Maiden Lane LLC, the company created by the Federal Reserve Bank of New York in its rescue of Bear Stearns Cos. in 2008, is shrinking at a faster pace as it sells holdings.
The assets of Maiden Lane, used by the U.S. central bank to facilitate the sale of the New York-based investment bank to JPMorgan Chase & Co., were valued at $24.8 billion on April 27, down from $25.6 billion on March 30 and $30 billion at inception, according to weekly Fed data released yesterday. The 4.7 percent decline in the holdings, mostly government-backed mortgage bonds, is the largest since October 2008.
The New York Fed also this month began selling $31 billion of mortgage bonds without government backing acquired in the U.S. bailout of American International Group Inc. after refusing the insurer’s offer to buy back that debt for $15.7 billion. While more-detailed past disclosures indicate some of the Bear Stearns-related bonds were sold last year, the Fed may be ready to speed the pace, according to BNP Paribas SA analysts.
With the AIG-related non-agency mortgage-backed securities being off-loaded by a vehicle called Maiden Lane II at “sizable clips, we see no reason why this wouldn’t be expanded to ML1’s agency MBS,” Anish Lohokare and Timi Ajibola, the New York-based analysts at BNP, France’s largest bank, wrote in an April 21 report. ML1 refers to Maiden Lane, sometimes called Maiden Lane I.
Jack Gutt, a New York Fed spokesman, declined to comment.
In Maiden Lane’s initial transaction, the purchasing vehicle used a $28.8 billion loan from the New York Fed and a $1.2 billion loan from New York-based JPMorgan to buy $30 billion of assets from Bear Stearns, according to its website.

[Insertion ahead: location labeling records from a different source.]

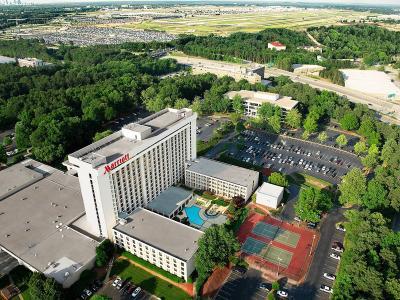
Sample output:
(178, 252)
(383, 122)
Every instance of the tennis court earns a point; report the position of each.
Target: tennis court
(277, 234)
(268, 252)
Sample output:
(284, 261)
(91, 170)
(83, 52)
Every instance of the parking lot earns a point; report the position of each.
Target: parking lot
(289, 155)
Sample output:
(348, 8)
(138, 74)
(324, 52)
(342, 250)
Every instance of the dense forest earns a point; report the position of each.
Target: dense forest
(371, 43)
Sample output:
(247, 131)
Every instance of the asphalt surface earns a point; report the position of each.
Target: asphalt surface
(389, 111)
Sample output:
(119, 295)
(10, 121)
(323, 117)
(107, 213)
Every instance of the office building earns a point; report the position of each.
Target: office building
(269, 195)
(131, 167)
(168, 244)
(220, 178)
(252, 100)
(43, 221)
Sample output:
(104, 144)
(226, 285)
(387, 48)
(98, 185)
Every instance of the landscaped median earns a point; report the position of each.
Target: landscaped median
(150, 278)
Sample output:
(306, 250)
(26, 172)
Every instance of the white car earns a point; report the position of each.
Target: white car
(136, 292)
(335, 256)
(329, 276)
(282, 294)
(326, 289)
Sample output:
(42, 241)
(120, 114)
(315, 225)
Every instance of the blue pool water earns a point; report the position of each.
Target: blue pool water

The deal was arranged in March 2008 as the Fed sought to prevent a collapse of the investment bank from deepening the worst financial crisis since the Great Depression. Later in 2008, the Fed used vehicles called Maiden Lane II and Maiden Lane III as part of the U.S. rescue of AIG.
Dealers auctioned off slices of collateralized mortgage obligations held by Maiden Lane with a total notional size of about $400 million this week, according to three people familiar with the sale who declined to be identified because the transaction was private.
The second-best bids for the so-called inverse interest-only slices of CMOs backed by Fannie Mae securities sold April 27 ranged from about 9 cents per notional dollar to 21 cents, according to Empirasign Strategies LLC, a New York-based provider of data on securitization-market trading. Second-best, or cover, bids is information dealers typically provide to investors that don’t win auctions.
“This could be an acceleration of the ‘pre-hiking’ that the Fed started with its AIG sales,” Adam Murphy, Empirasign’s president, said, referring to actions by the central bank that represent a tightening of monetary policy before an increase in benchmark interest rates.
Some, or all, of a $1.3 billion reported drop in Maiden Lane’s assets in the week ended April 20 may have reflected a quarterly revaluation of holding prices, rather than sales, BNP’s Ajibol said in a telephone interview.
Prepayments, maturities and recoveries on defaulted debt can also shrink the portfolio’s reported size. Increases can indicate higher valuations, interest payments on assets being held before monthly payments to the Fed are due, or sales of holdings for more than the values at which they are marked.
The New York Fed has been using New York-based BlackRock Inc. to manage the Bear Stearns and AIG portfolios. Through last June, it directed the money manager to reinvest cash being generated by the holdings of Maiden Lane into Treasuries and agency securities, according to its website. Since then, it’s been unwinding Maiden Lane.
Agency mortgage securities carry guarantees from government-supported Fannie Mae and Freddie Mac or federal agency Ginnie Mae. Non-agency mortgage bonds lack that backing.
The New York Fed, in sales being announced on its website, this month has completed four auctions of non-agency securities once owned by New York-based AIG, in which it offered a total of $4.1 billion of bonds.
The AIG- and Bear Stearns-related holdings are separate from the $933 billion of agency mortgage securities owned directly by the Fed after it bought $1.25 trillion of the debt through March 2010 to bolster the economy.
The central bank has expanded its balance sheet to an unprecedented $2.7 trillion, in efforts to put money into the financial system. The Fed’s latest round of $600 billion of Treasury purchases will end in June, though it will continue reinvesting cash generated by current direct holdings, it said April 27.
The value of Maiden Lane’s holdings has shrunk from $29.4 billion last August. The Fed’s loan to the company has been paid down to about $23 billion, the weekly data show.
Agency mortgage debt at year-end accounted for $16.8 billion of Maiden Lane’s $27 billion of assets based on fair value estimates, according to the New York Fed’s latest detailed disclosures on its website. Commercial real estate loans represented the second-largest holdings, totaling $5.1 billion, followed by non-agency mortgage securities at $1.9 billion.